Tout en se disant étonné par la "justification de cet échec pour le mettre sur le dos des agents d'autorité qui ont contribué d'une manière patriotique au succès de ces élections partielles", le ministère de l'Intérieur note que ces accusations qui se répètent à l'occasion de chaque échéance électorale sont "une forme de dénigrement des acquis démocratiques réalisés par notre pays et de tous les efforts déployés par tous, gouvernement, institutions constitutionnelles, partis politiques responsables et médias professionnels".

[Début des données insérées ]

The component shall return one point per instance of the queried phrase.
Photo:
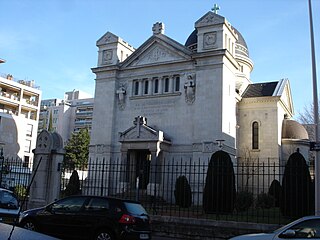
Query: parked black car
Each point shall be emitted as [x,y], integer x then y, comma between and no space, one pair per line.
[90,217]
[9,206]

"Pire, il s'agit ni plus ni moins que d'un mépris et d'un refus de la volonté des électeurs qui ont choisi en toute liberté et responsabilité leurs représentants dans la gestion de la chose publique nationale", déplore-t-on de même source.
"Le pays a veillé à réunir toutes les garanties juridiques, judiciaires et politiques assurant un déroulement transparent des échéances électorales", relève le ministère, concluant que tous ceux qui ne sont pas de cet avis "ont la possibilité de recourir aux institutions constitutionnelles compétentes pour contester les résultats électoraux".
Lundi 25 juillet, le parti islamiste a publié un communiqué à la suite des élections partielles qui ont eu lieu à Meknès, "accusant les agents d'autorité d'avoir manipulé les résultats dans certains bureaux de vote et d'avoir expulsé des observateurs du parti juste avant le dépouillement".